Microsoft SkyDrive will now be known as Microsoft One Drive, and the company says that the re-branding will take place soon, and that no changes will be made to the service that affects your data. In a statement, Microsoft said: The Service "will continue to operate as you expect and all of your content will be available on OneDrive and OneDrive for Business respectively as the new name is rolled out across the portfolio."
"Changing the name of a product as loved as SkyDrive wasn't easy," admits Microsoft's Ryan Gavin. "We are excited about what is to come, and can't wait to share more." Gavin's statement leads us to believe that Microsoft is planning the launch of new features for OneDrive, but with the service already fully featured, I am not sure what else they could add.
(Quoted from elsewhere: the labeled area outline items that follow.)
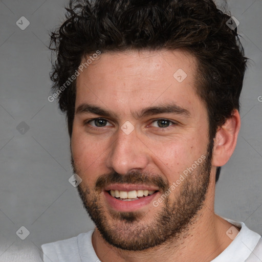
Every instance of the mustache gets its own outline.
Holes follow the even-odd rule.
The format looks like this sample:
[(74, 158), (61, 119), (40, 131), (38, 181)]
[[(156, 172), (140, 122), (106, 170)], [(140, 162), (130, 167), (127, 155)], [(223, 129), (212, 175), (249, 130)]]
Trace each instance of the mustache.
[(120, 174), (117, 172), (102, 174), (97, 180), (95, 190), (100, 191), (111, 184), (146, 184), (156, 186), (160, 190), (166, 191), (169, 188), (169, 183), (159, 175), (152, 176), (148, 173), (135, 171), (126, 174)]
[[(74, 173), (77, 174), (78, 172), (72, 154), (71, 165)], [(115, 171), (108, 174), (102, 174), (96, 181), (95, 189), (98, 191), (101, 191), (107, 186), (116, 183), (156, 186), (159, 188), (159, 190), (162, 190), (162, 192), (165, 192), (170, 187), (167, 179), (164, 180), (159, 174), (152, 174), (149, 172), (141, 172), (136, 170), (126, 174), (121, 174)]]

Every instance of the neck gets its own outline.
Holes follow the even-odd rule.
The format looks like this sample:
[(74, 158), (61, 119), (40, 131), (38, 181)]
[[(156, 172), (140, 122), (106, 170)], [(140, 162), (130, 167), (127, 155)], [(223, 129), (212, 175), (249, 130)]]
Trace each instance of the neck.
[(226, 234), (232, 225), (214, 213), (214, 186), (212, 191), (210, 189), (210, 187), (206, 198), (209, 202), (204, 202), (186, 230), (175, 239), (160, 246), (142, 251), (123, 250), (106, 242), (96, 229), (92, 244), (100, 260), (102, 262), (148, 262), (148, 257), (152, 257), (156, 261), (165, 262), (212, 260), (232, 242)]

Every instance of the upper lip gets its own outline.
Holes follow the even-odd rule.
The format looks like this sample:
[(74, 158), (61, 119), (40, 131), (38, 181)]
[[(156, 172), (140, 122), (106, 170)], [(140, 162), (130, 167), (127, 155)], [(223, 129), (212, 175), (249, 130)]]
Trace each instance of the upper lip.
[(112, 184), (105, 187), (105, 191), (119, 190), (119, 191), (133, 191), (133, 190), (151, 190), (158, 191), (159, 188), (154, 186), (143, 184)]

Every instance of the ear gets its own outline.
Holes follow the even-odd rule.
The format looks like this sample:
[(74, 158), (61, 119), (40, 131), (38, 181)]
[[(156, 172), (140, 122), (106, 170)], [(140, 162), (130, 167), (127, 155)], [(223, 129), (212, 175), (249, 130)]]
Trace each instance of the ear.
[(216, 132), (213, 149), (213, 166), (222, 166), (228, 161), (236, 145), (240, 126), (239, 114), (235, 110)]

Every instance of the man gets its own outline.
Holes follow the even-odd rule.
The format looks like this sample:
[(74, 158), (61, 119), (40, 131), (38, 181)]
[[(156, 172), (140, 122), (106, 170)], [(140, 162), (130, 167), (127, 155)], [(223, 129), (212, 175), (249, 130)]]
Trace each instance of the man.
[[(52, 79), (95, 229), (55, 261), (261, 261), (260, 236), (214, 213), (247, 58), (211, 0), (70, 2)], [(51, 98), (50, 98), (51, 99)]]

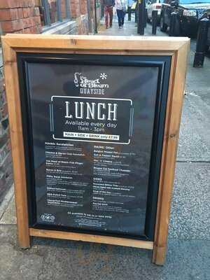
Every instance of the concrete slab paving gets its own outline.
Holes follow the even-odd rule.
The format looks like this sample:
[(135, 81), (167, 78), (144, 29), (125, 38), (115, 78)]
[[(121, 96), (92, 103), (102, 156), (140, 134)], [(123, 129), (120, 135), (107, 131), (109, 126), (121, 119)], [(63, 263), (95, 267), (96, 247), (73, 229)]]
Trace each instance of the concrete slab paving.
[[(115, 18), (112, 29), (102, 27), (99, 34), (134, 36), (136, 27), (132, 22), (119, 29)], [(157, 36), (167, 34), (158, 30)], [(210, 59), (194, 69), (195, 49), (192, 39), (164, 267), (150, 263), (149, 251), (91, 243), (34, 238), (31, 248), (22, 251), (12, 200), (0, 220), (0, 280), (210, 279)]]
[(177, 162), (169, 236), (210, 240), (210, 164)]

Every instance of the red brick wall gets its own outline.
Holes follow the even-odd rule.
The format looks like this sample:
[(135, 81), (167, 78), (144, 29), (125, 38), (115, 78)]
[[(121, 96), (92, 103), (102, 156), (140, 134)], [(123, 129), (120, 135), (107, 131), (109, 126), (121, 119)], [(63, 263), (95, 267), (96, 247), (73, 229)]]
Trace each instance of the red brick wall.
[(36, 0), (0, 0), (0, 22), (4, 33), (41, 33)]

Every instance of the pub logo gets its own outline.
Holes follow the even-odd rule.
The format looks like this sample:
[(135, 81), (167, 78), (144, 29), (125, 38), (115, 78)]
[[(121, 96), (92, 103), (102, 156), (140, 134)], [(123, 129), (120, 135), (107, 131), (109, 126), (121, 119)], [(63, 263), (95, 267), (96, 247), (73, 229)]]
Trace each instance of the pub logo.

The battle for cloud computing supremacy recently accelerated to a new level, with Amazon and Microsoft both slashing prices to stay competitive. Amazon should stay the leader in public cloud offerings, but Microsoft's immediate response indicated it's a fight that will continue for the foreseeable future.
From the Microsoft website: Here are the details... We are matching AWS' lowest prices (US East Region) for S3 and EBS by reducing prices by up to 20% and making the lower prices available in all regions worldwide. For Locally Redundant Disks/Page Blobs Storage we are reducing prices by up to 28%. We are also reducing the price of Azure Storage transactions by 50%.
Amazon cut prices for the S3 storage prices by 22 percent, while the EBS Standard volume storage and I/O operations saw a price cut up to 50 percent.
In the future, both companies will continue to roll out enhanced features with more competitive pricing, so consumers and business users have more flexibility in choosing a service. Google, IBM, Rackspace, and other established cloud vendors also have cut prices to undercut competitors and force additional sales and marketing efforts from rivals.